If you want it to be a measure of environmental impact, go with the 36 mpge number, BUT then revise down the mpg numbers of gasoline-powered cars to make the comparison meaningful.

The latter option is much more fuzzy, open-ended, and politically charged, so I'd say lets stick with the former.

But your comment suggests the answer you want, which is to look at the total life cycle cost of both. That is definitely not what you get by the very misleading use of mpg at the pump and mpge at the plug.

Most of the cost of the oil has been well studied, and the general number I see is that 81-82% of well energy makes it to the pump or tank. I've seen less on the cost of mining, processing and shipping of coal to power plants. The cost of the military is much harder to put into the equation so we usually don't see it.

If it's efficiency you want, then you want to compare the power at the DOE number of 10,300 BTUs per KWH, modified by what we can learn about the extraction cost of the fuels, and you want to use the well cost of gasoline, which as noted is 22% higher than the pump cost.

If it's GHG you want, I believe the number above is a reasonable estimate.

In terms of total life cycle cost of EVs-on-coal, Tesla Motors used to have some very thorough white papers available on their website, but alas, no longer. All that's left is this, which you may still find interesting: http://www.teslamotors.com/goelectric/efficiency
From what I remember though, the total per/mile energy cost of driving a Tesla Roadster charged on electricity generated from a the average American dirty-coal power plant was still much less than the per/mile energy cost of a Prius (it should be noted that the Leaf isn't as energy-efficient as the Roadster, at 34kWh/100mi vs. the Roadster's 27.1 kWh/100mi)

I don't like the idea of using life-cycle costs, however, because the factors that are hard to quantify are still very real. Our energy and pollution challenges are complex ones, and the use of MPG and MPGe invites the consumer to switch off their brain and assume all the thinking has been done for them already (it hasn't). For gasoline-powered cars, the cost of oil wars is very real, and should be considered. For EVs, the benefit of moving the pollution of millions of cars upstream to a single energy source (which can be replaced with a cleaner energy source) is very real, and should be considered.

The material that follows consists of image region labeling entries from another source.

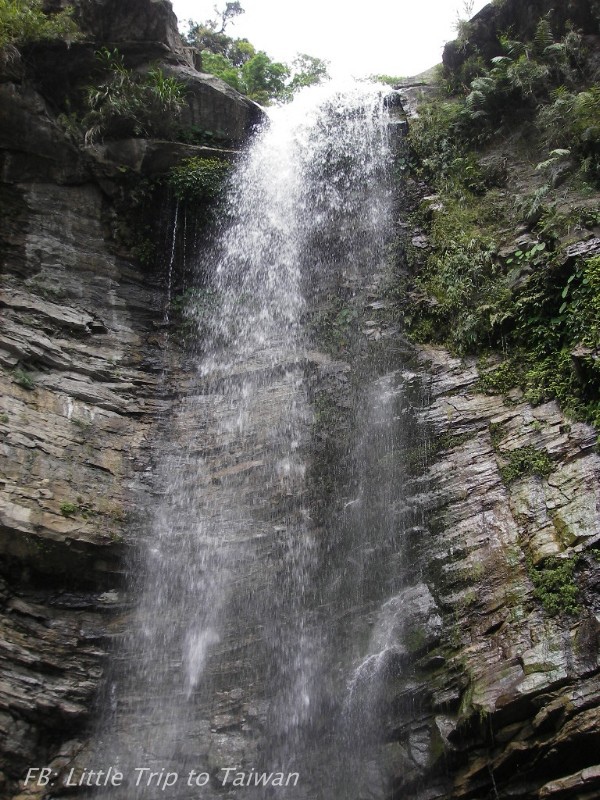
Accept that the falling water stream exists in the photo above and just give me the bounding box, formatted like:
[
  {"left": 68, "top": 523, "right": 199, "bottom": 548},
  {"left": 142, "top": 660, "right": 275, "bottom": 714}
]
[{"left": 94, "top": 84, "right": 418, "bottom": 800}]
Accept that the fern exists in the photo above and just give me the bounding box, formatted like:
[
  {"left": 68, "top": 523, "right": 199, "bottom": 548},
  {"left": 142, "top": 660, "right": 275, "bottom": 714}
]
[{"left": 533, "top": 17, "right": 554, "bottom": 56}]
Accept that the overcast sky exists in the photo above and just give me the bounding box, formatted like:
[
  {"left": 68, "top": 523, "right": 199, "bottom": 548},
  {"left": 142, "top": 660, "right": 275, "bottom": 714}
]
[{"left": 172, "top": 0, "right": 486, "bottom": 77}]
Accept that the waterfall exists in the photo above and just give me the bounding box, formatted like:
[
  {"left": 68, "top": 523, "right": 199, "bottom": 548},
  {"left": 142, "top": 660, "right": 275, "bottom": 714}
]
[{"left": 94, "top": 84, "right": 414, "bottom": 800}]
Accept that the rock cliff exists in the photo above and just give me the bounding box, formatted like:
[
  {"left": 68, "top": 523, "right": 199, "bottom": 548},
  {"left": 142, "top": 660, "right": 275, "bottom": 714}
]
[
  {"left": 0, "top": 0, "right": 260, "bottom": 797},
  {"left": 0, "top": 0, "right": 600, "bottom": 800}
]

I agree that MPGe's of any kind are misleading in different ways, and I hope they quickly give way to Wh/mi. While they're still with us, the only truly objective measure is what the vehicle can do with the energy it's supplied with, regardless of the production cost of that energy, leading to that 99 MPGe figure. As a writer with an audience, if you call that figure a lie (as is your right) and make the discussion about life cycle costs, you should in the same breath
- mention that MPG figures are a lie as well, and adjust them by 20%
- discuss all the not-so-easily-quantifiable costs, pro's, and con's of BOTH energy sources.

There are of course different places to measure the energy from. The most complete is well (or mine) to wheels, but that is harder to get numbers on. Fuel to wheels is what the DoE uses and that gives a ready source of numbers that have been researched and that's why I have often used this. The coal, natural gas and even uranium took energy to get out of the ground and get to the power plant, though probably not as much as the gasoline.

All the numbers that aren't full life cycle will mislead a bit, but the use of plug to wheels is just too far off the mark. From an energy standpoint, it's an error of 3x, and that just can't be accepted while an error of 20% is much more tolerable. Even from the GHG standpoint it can be an error of anywhere from on the chart from less than 1x all the way to 3x.

So has anybody added the cost of the oil wars? I believe the Iraq war cost was around $750B, spread over several years. Spread that over 15 years -- though it's hard to say just how many years of oil such a war bought -- that's about 1.5 trillion gallons of gasoline, or an extra cost in the range of 50 cents/gallon. Your mileage may vary, but that's actually less than I would have guessed. Not that I'm saying we want to justify wars over gasoline based on the cost per gallon!